Engineering a Lysine-ON Riboswitch for Enhanced Lysine Production in Corynebacterium glutamicum

Meiers Dixon

Hatched by Meiers Dixon

Feb 19, 2024

3 min read


Engineering a Lysine-ON Riboswitch for Enhanced Lysine Production in Corynebacterium glutamicum


In the pursuit of improving lysine production in Corynebacterium glutamicum, researchers have explored the use of lysine-ON riboswitches. These riboswitches can upregulate the expression of lysine secretion-related genes in response to lysine concentration, thereby enhancing lysine production. However, the process of engineering these riboswitches comes with potential challenges and negative effects. This article delves into the techniques and strategies used to engineer a lysine-ON riboswitch, highlighting the benefits and drawbacks associated with this approach.

The Dual Genetic Selection Scheme:

To identify efficient lysine-ON riboswitches, a dual genetic selection scheme was employed. This scheme involved the construction of a library of candidate riboswitches controlling tetA gene expression in E. coli. The selection process consisted of multiple steps:

1. ON Selection:

The library of candidate riboswitches was grown in the presence of 0.1 mM lysine to activate the tetA gene. This allowed the selection of riboswitches that were responsive to lysine concentration. Only the riboswitches that exhibited activation of the tetA gene were retained for further evaluation.

2. Negative Selection:

Following tetA activation, the surviving clones were grown in the presence of 0.1 mM lysine and tetracycline. This step aimed to select only the riboswitches that could maintain lysine activation of the tetA gene while being resistant to the inhibitory effects of tetracycline. By subjecting the clones to this negative selection, researchers ensured that only the most robust riboswitches were chosen.

3. Expression Readjustment:

The surviving clones were then grown under non-selective conditions in the absence of lysine. This step allowed the expression of the tetA gene to readjust, ensuring that the selected riboswitches were stable and functional even in the absence of lysine.

4. Final Negative Selection:

To further narrow down the selection, clones were grown on media containing NiCl2 but without lysine. The presence of tetA allowed Nickel2+ to enter the cell, resulting in cell death. Only the clones with low levels of tetA expression could survive this negative selection step, indicating that these riboswitches were efficient in avoiding cell death caused by Nickel2+.

Integration into C. glutamicum Chromosome:

After successful screening of an efficient lysine-ON riboswitch, it was integrated into the C. glutamicum chromosome. This integration aimed to upregulate the expression of the lysine secretion-related gene, lysE, in response to lysine concentration. By incorporating the riboswitch into the bacterial chromosome, researchers achieved a more controlled and stable system for enhanced lysine production.

Unique Insight:

Interestingly, the presence of the tetA gene not only facilitated the selection of the lysine-ON riboswitch but also inadvertently allowed the entry of Nickel2+ into the cell, leading to negative selection. This dual purpose of tetA highlights the ingenious nature of the selection scheme employed.

Actionable Advice:

  • 1. Optimize Screening Parameters: When employing a dual genetic selection scheme, it is crucial to carefully optimize the screening parameters, such as lysine concentration and the presence of inhibitory substances. This will ensure the selection of robust riboswitches that can withstand varying conditions.
  • 2. Consider Additional Gene Integration: While the integration of the lysine-ON riboswitch into the chromosome of C. glutamicum proved effective, it may be worthwhile to explore the integration of other genes involved in lysine production. This approach could potentially further enhance lysine production and metabolic control.
  • 3. Utilize High-Throughput Techniques: To expedite the engineering process and increase the chances of identifying efficient riboswitches, researchers should consider employing high-throughput techniques, such as next-generation sequencing and robotic screening. These techniques can help analyze a larger pool of candidates and accelerate the discovery of optimal lysine-ON riboswitches.

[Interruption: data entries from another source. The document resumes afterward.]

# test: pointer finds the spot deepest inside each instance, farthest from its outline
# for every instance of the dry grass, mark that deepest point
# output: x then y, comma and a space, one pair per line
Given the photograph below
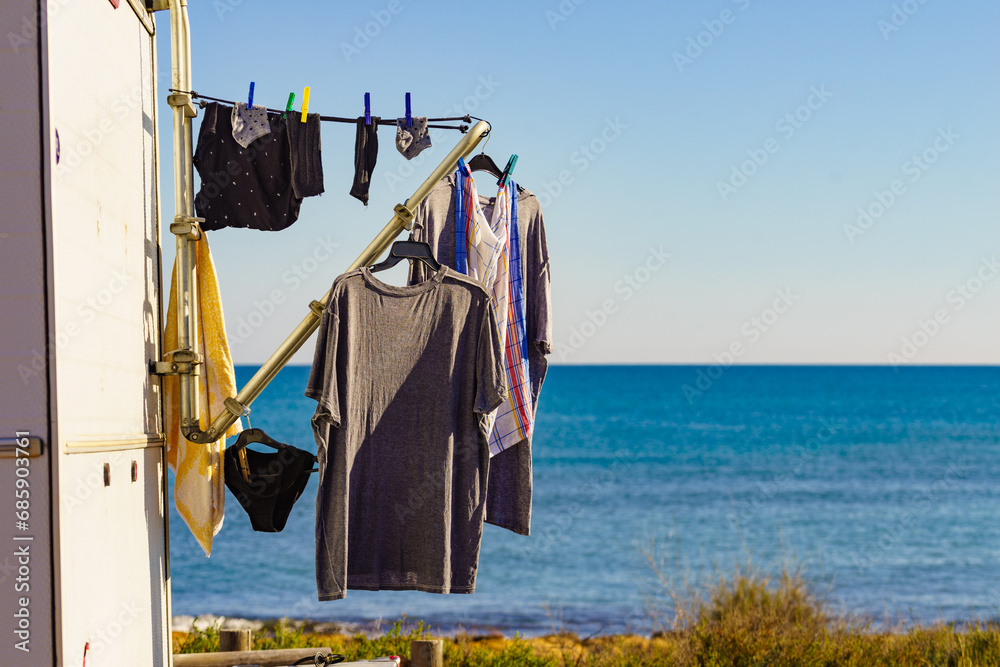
746, 619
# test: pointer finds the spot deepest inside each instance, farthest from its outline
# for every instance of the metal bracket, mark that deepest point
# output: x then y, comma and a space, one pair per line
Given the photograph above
184, 362
236, 407
186, 225
405, 214
183, 100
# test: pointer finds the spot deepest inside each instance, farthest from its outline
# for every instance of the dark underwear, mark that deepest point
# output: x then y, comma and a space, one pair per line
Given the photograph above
266, 484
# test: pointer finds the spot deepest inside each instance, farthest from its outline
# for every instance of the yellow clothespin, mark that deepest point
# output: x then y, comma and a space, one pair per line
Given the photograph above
305, 103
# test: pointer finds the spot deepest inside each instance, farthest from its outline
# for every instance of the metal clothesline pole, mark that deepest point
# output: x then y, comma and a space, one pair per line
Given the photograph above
338, 119
185, 361
401, 219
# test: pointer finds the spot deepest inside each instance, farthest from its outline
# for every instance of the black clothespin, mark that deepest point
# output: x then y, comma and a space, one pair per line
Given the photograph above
508, 170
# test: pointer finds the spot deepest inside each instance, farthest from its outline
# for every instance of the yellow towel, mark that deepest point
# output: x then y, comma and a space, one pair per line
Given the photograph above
199, 477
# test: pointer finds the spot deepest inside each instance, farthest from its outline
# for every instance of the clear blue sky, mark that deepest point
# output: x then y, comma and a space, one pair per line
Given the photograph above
829, 103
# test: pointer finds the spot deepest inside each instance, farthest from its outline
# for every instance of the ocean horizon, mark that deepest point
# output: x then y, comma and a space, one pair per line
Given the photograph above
879, 483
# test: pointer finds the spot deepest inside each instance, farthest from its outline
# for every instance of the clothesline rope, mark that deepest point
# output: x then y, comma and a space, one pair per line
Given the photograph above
337, 119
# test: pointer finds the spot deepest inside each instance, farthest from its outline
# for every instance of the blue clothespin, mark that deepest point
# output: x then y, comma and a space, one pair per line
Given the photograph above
508, 170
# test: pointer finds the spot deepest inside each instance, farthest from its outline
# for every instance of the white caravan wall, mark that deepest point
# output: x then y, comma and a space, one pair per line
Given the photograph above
110, 548
24, 389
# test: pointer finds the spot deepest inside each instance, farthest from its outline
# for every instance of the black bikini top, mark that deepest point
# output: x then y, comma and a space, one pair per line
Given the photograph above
266, 484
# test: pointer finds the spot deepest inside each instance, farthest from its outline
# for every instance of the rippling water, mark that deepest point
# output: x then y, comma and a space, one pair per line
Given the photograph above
882, 484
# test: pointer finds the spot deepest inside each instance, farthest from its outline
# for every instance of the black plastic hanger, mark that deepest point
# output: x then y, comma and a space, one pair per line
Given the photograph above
408, 250
251, 436
483, 162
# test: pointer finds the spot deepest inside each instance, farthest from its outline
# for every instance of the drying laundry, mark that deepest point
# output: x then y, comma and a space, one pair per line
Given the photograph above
253, 187
403, 378
510, 479
199, 482
304, 151
413, 140
249, 123
266, 484
365, 156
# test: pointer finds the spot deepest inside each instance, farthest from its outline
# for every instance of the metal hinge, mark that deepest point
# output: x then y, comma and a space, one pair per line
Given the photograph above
186, 225
184, 361
405, 214
183, 100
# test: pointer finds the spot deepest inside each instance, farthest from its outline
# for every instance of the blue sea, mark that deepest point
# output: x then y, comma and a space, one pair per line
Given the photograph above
881, 485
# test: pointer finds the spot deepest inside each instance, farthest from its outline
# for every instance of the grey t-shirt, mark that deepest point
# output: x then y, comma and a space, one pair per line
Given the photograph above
403, 377
508, 501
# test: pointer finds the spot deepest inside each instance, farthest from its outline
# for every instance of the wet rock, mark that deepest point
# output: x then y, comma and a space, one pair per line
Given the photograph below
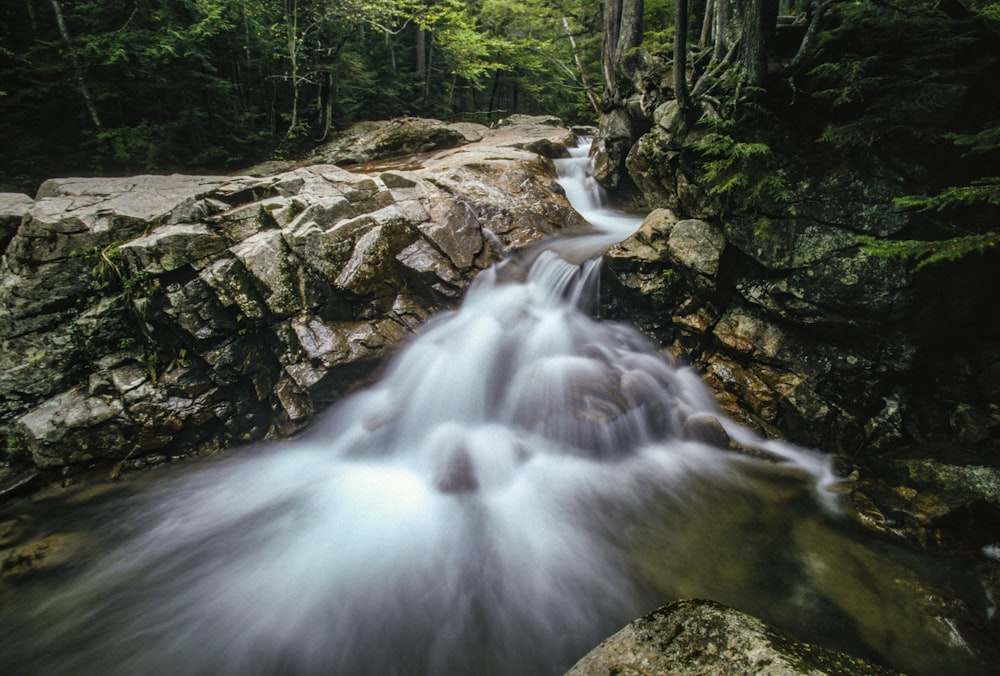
152, 316
702, 637
697, 244
13, 208
458, 475
45, 555
706, 429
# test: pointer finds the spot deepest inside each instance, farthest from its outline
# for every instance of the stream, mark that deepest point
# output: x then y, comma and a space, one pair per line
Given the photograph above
521, 482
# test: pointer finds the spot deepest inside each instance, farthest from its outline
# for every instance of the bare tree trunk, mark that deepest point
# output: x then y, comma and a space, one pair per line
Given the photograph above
630, 32
591, 96
81, 83
30, 6
809, 39
721, 22
706, 24
292, 28
421, 63
612, 25
753, 50
681, 92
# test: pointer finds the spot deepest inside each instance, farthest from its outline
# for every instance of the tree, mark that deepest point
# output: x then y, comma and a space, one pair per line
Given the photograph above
622, 34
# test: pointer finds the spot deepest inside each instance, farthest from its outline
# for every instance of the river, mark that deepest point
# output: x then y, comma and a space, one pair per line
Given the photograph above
520, 482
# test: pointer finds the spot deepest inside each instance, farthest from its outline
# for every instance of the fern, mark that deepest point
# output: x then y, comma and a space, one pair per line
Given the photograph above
981, 191
743, 172
929, 252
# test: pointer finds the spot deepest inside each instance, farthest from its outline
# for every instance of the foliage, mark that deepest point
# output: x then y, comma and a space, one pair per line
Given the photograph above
204, 84
896, 72
926, 252
969, 202
746, 174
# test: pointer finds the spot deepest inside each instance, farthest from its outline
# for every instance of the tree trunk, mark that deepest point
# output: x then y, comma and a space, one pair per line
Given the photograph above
591, 96
630, 32
681, 92
81, 83
758, 32
612, 24
292, 41
421, 63
622, 33
706, 24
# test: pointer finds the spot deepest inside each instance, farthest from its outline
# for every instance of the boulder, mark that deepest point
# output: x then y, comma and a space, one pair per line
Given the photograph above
703, 637
13, 207
151, 316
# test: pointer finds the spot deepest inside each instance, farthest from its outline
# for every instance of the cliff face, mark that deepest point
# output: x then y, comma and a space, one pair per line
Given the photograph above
754, 264
155, 316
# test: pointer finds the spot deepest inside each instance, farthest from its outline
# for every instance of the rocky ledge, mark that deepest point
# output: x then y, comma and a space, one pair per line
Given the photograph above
702, 637
148, 317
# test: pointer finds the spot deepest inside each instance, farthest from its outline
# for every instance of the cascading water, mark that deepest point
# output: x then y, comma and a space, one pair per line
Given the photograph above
516, 486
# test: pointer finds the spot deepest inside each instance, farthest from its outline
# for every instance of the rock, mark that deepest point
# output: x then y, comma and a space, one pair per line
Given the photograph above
702, 637
156, 316
697, 244
13, 208
706, 429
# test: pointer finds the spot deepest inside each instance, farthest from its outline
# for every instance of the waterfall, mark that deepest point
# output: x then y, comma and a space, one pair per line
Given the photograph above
516, 486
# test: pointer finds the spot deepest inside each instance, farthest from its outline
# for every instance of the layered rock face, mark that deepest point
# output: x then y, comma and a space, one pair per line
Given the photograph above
801, 331
702, 637
154, 316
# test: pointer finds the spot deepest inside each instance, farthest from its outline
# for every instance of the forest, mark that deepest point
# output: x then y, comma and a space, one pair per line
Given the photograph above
108, 87
151, 85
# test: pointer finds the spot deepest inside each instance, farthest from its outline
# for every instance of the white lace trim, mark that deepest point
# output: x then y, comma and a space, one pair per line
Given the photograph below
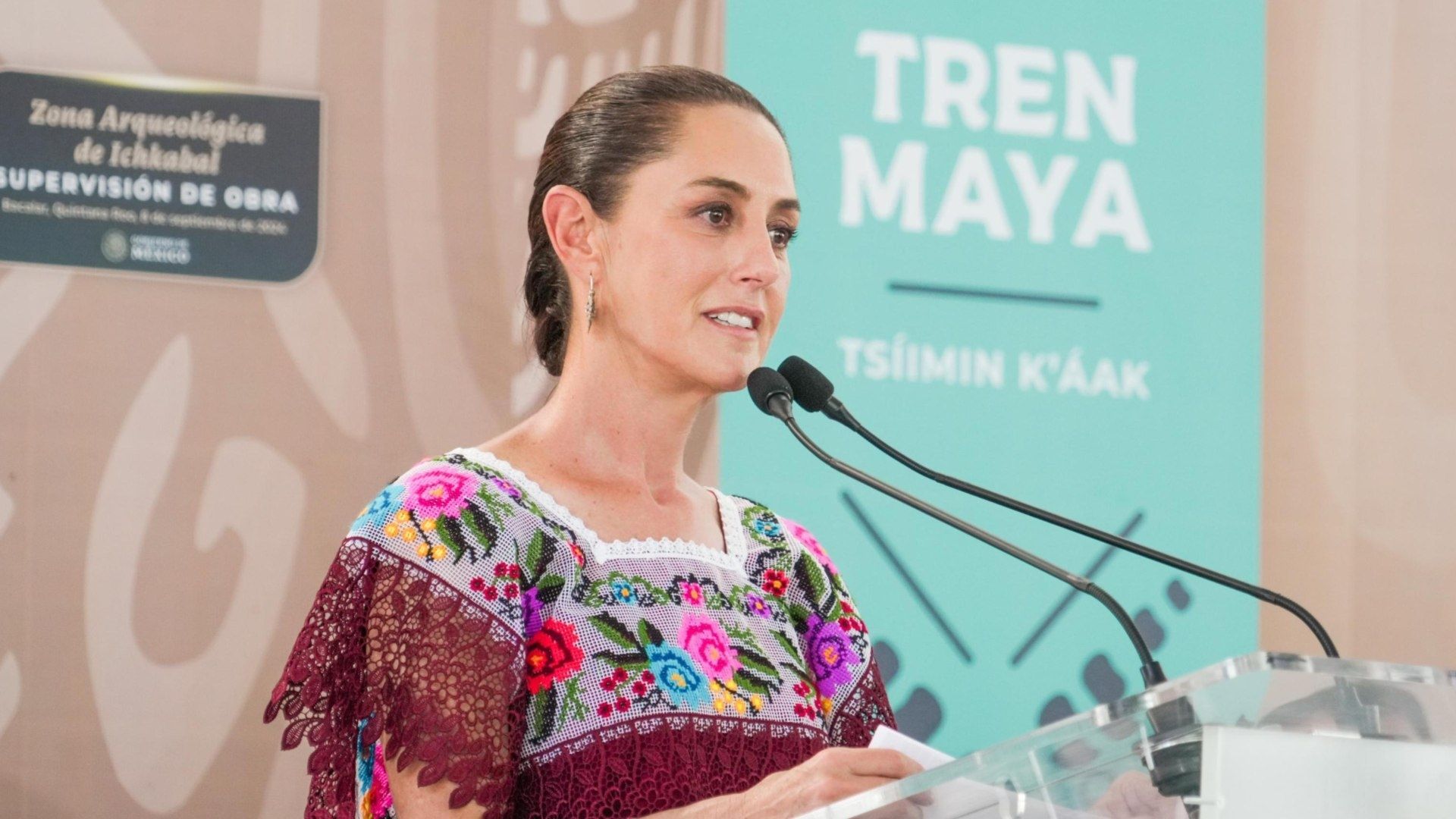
637, 548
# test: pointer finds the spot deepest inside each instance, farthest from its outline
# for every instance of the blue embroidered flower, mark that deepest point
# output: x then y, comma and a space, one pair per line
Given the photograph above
382, 507
623, 592
677, 675
767, 526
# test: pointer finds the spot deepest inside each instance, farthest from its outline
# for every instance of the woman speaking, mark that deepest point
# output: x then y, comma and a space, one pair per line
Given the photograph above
561, 621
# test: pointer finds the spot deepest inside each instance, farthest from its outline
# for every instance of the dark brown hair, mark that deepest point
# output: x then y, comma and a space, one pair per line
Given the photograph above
615, 127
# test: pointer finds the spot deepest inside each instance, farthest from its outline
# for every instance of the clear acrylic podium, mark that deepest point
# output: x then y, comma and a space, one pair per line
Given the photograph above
1279, 736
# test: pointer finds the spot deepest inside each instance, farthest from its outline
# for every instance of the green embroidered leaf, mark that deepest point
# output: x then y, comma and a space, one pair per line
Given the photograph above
545, 713
800, 617
449, 532
481, 526
579, 708
758, 662
752, 682
789, 648
498, 507
533, 551
613, 630
648, 632
548, 553
549, 588
635, 661
811, 577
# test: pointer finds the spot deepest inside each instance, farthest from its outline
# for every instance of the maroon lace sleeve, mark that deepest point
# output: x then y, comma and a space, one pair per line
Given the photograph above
389, 642
868, 706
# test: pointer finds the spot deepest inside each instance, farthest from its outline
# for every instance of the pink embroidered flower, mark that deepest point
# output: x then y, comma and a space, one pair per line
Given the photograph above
705, 642
384, 800
692, 594
440, 490
810, 542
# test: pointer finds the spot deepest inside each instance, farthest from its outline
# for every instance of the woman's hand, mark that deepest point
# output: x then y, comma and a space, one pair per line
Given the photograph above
1133, 796
827, 777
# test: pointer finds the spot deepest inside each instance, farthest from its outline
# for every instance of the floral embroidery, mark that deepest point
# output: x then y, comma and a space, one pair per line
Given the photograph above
692, 594
623, 592
382, 507
440, 490
810, 542
756, 605
552, 654
830, 654
775, 582
774, 639
676, 673
764, 525
705, 640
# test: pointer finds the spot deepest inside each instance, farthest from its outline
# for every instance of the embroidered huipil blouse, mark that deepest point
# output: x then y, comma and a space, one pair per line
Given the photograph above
544, 672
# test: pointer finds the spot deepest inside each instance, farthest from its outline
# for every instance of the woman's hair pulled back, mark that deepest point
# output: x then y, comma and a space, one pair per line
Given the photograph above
615, 127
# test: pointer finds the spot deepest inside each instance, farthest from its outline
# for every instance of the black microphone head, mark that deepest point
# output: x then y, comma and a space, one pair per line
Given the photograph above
811, 388
764, 384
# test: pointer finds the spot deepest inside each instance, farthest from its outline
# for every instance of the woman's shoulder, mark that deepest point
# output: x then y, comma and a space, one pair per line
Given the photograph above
775, 529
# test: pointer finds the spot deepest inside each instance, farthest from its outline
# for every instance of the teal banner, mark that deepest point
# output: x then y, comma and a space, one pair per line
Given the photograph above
1030, 256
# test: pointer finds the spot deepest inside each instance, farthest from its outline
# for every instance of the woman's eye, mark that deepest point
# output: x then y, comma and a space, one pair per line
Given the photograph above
783, 237
718, 209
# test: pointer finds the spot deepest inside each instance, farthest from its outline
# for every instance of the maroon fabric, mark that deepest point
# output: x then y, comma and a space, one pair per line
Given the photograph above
384, 637
443, 676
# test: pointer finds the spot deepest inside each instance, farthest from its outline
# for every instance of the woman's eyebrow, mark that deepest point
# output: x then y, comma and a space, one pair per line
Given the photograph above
737, 188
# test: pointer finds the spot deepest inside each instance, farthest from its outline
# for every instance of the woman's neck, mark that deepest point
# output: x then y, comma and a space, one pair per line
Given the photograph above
601, 433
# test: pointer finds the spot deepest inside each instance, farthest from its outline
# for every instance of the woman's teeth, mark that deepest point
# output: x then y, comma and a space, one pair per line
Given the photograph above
734, 319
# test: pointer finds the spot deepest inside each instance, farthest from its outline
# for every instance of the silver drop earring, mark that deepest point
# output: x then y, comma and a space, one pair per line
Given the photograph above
592, 300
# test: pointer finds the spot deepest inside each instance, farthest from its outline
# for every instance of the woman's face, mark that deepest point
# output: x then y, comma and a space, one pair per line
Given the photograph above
702, 232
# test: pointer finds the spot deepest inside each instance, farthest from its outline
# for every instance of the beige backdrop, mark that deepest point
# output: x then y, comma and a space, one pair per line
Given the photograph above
178, 460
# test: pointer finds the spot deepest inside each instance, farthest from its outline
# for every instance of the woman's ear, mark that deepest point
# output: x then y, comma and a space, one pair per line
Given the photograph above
573, 226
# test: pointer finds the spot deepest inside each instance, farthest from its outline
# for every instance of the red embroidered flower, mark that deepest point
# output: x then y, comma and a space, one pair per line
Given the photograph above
775, 582
552, 654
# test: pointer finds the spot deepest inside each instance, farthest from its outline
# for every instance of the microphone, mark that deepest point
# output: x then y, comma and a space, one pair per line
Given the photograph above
816, 394
772, 394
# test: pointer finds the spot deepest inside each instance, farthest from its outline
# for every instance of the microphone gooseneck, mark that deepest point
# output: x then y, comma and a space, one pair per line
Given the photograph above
774, 395
816, 394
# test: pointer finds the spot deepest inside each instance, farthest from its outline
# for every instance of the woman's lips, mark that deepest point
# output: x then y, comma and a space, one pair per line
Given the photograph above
731, 330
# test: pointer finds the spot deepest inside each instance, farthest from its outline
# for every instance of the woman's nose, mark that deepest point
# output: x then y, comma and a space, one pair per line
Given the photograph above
761, 262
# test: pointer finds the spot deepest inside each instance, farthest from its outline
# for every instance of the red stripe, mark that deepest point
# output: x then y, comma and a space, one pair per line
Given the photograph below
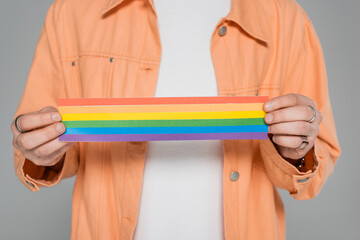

The engineering of a lysine-ON riboswitch for metabolic control of lysine production in C. glutamicum holds great promise for the biotechnology industry. Through a dual genetic selection scheme and integration into the bacterial chromosome, researchers have made significant progress in enhancing lysine production. By optimizing screening parameters, considering additional gene integration, and utilizing high-throughput techniques, further advancements can be achieved in the field of metabolic control and engineering riboswitches.